YELLOWWOOD STATE FOREST — With a backdrop of thick mist rising off Yellowwood Lake Thursday morning, the state sold off 1,733 old-forest trees — ranging from a single bitternut hickory to 417 chestnut oaks.
About 200 protesters chanted “Stop the Sale! Stop the Sale!” in an attempt to keep the logging plan from proceeding. But there was no last-minute reprieve from the governor, who was focused instead on Vice President Mike Pence’s visit to Indianapolis on Thursday.
The high bid for the timber, $108,785, came from Hamilton Logging based in Martinsville. That averages out to $63 per tree. Three other bids from area lumber companies ranged from $70,160 to $91,345.89.

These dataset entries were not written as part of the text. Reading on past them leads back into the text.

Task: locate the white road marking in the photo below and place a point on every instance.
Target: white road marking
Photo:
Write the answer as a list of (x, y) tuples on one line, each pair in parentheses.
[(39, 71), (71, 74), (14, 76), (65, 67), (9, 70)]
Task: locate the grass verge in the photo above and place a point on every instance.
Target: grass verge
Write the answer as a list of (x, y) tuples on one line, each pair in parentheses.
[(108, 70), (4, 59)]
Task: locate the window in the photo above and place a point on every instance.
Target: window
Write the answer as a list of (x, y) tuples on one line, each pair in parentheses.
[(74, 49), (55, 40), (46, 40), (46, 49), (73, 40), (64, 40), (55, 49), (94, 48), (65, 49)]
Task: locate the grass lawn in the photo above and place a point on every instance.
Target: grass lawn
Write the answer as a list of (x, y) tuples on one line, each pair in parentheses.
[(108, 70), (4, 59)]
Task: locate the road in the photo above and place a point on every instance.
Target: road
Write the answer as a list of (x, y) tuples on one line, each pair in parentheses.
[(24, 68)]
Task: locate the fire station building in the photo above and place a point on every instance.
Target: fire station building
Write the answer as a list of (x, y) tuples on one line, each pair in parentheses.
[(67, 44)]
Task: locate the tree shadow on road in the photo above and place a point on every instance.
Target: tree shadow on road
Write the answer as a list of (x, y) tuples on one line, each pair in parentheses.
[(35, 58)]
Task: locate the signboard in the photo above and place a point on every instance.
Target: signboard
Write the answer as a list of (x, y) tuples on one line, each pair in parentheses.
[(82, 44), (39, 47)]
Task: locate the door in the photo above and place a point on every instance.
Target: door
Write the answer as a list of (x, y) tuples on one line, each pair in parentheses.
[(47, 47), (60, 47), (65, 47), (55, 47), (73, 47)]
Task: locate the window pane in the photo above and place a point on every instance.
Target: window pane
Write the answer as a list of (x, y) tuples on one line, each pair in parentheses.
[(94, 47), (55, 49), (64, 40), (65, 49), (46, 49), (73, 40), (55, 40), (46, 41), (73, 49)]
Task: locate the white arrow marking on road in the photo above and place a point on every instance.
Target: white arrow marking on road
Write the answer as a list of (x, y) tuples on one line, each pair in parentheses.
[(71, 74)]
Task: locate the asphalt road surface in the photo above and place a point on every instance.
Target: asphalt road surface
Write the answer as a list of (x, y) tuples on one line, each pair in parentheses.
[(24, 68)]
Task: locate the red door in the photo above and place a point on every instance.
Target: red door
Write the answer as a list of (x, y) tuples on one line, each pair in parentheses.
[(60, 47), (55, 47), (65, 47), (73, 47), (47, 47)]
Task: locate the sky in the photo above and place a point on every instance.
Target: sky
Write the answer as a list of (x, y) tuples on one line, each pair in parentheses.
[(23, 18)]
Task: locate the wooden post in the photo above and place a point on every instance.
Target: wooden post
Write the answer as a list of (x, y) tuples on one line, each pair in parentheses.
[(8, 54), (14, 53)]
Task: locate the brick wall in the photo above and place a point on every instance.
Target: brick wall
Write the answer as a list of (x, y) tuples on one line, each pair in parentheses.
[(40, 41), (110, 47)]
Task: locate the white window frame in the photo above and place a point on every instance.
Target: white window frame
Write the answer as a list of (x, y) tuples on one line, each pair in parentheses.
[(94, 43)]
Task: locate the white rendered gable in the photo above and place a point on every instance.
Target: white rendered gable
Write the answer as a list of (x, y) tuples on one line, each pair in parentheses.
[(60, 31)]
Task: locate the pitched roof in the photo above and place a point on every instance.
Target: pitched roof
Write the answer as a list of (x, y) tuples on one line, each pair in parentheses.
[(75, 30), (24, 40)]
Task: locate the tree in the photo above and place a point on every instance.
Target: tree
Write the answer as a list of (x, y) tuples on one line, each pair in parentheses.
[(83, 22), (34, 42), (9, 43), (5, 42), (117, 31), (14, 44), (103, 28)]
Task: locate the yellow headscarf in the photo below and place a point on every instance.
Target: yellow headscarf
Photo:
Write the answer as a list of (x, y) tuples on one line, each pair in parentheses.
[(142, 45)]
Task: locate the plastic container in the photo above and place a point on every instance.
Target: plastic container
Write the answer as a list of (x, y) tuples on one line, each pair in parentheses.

Logging on the 299-acre remote wilderness tract in Yellowwood State Forest in northwestern Brown County has drawn much interest and concern. Those against the plan cite the Indiana Department of Natural Resources’ 1981 designation of the area as “back country,” a place free of roads and other manmade improvements, intended to remain in its primitive state. The trees, environmentalists say, were to be left alone to grow.
They were. Until August, when the state marked mature trees to be cut, some 200 years old, and announced the timber auction.
The Indiana Forest Alliance launched an attack against the plan and asked Gov. Eric Holcomb to call it off.
Holcomb also received a letter signed by 228 Hoosier scientists and academics outlining the benefits of preserving old-growth forests, pointing out that current state policies allow for logging on 95 percent of state-owned land.